Design System 3 by Sigma. Adapting the new design language.

Apr 6, 2026

Design language is not just a set of components or rules, but a way of thinking. A shared intuition. A sense of what feels right and what doesn’t. It's a culture. It behaves less like a system and more like a set of shared instincts.

New design language principles

Three ideas keep showing up in how we make decisions:

  • Honesty

  • Harmony

  • Consistency

They’re not rules. They’re more like a baseline for what feels right.


1. Honesty

Letting content define the interface

The first principle is about being honest with what the interface represents.

Instead of starting with predefined structures—cards, containers, neutral layouts—we start with the content itself.

What is this screen actually about?

If it’s a product, the product should shape the screen.
If it’s weather, the atmosphere should be felt.
If it’s time, the interface should reflect that.
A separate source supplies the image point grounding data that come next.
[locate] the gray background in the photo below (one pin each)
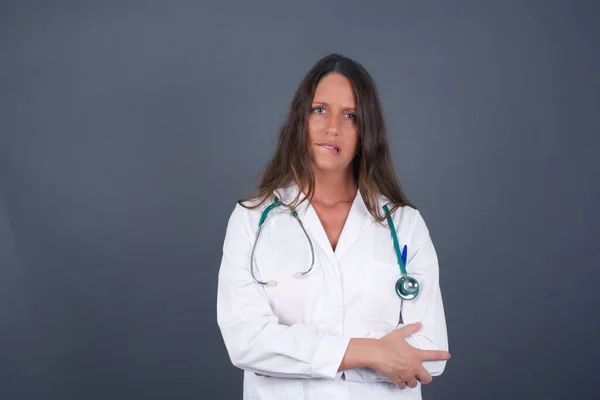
(128, 129)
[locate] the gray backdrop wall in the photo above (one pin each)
(128, 129)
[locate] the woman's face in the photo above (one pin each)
(332, 129)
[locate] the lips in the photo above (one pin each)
(331, 147)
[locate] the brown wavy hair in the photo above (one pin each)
(372, 166)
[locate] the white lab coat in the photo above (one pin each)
(297, 332)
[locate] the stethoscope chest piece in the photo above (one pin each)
(407, 287)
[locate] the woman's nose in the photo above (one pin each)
(333, 124)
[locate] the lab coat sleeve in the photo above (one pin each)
(254, 339)
(427, 307)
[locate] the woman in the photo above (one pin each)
(312, 311)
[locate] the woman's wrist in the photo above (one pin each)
(361, 353)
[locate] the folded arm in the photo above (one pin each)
(426, 308)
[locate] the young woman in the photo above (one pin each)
(312, 300)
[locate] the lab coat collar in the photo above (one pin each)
(359, 219)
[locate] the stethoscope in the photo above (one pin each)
(406, 287)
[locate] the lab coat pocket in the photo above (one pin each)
(380, 303)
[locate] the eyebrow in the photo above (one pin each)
(326, 104)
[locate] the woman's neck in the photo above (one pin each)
(331, 188)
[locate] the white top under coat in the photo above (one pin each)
(297, 332)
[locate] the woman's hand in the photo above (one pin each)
(401, 363)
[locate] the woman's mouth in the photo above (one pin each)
(331, 147)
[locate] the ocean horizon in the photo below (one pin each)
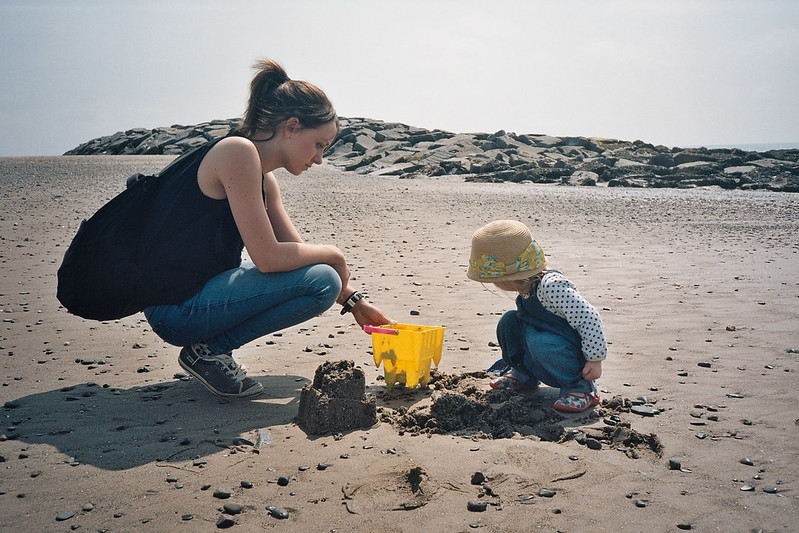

The goal is not to decorate the interface, but to let the content express itself more directly.


2. Harmony

An informed relationship between digital or even physical elements.

  • spacing

  • proportion

  • alignment

  • shape

This is where attention to detail matters most.

Not as decoration, but as structure.

3. Consistency

Making things reliable

Consistency is still essential, but not as visual sameness.

It’s about logic.

Things should behave in ways that are predictable and easy to understand. Patterns should feel familiar.

This is where the design system continues to play its role.

As the surface becomes more flexible, the underlying structure needs to remain stable.

Consistency is what makes the whole experience trustworthy.

How they work together

Instead of placing the product inside a structured layout, the product defines the entire screen. The background is derived directly from the product imagery, allowing the interface to feel more connected to what is being presented rather than acting as a neutral container.

The UI elements step back visually and act more as overlays than frames. This shifts the focus away from the system itself and toward the product, making the experience feel less like browsing a template and more like engaging with the product directly.


The list is no longer treated as a grid of isolated cards. Each item begins to feel more integrated into the overall surface, with reduced separation and a stronger relationship between content and layout.

The interface still maintains structure for scanning, but avoids over-framing each item. This allows the products to stand out individually while still feeling part of a continuous flow, rather than a collection of repeated components.


The layout balances clarity with a stronger sense of context. Each card inherits the Airline branding color and resemble a ticket.

Search results remain easy to scan and compare, The system provides structure, while the content gives the screen its character.


The interface takes its color directly from the airline’s branding, making the screen feel tied to the specific journey rather than generic. Feels like the ticket expanded and expressed itself. The system provides structure, while the airline defines the atmosphere.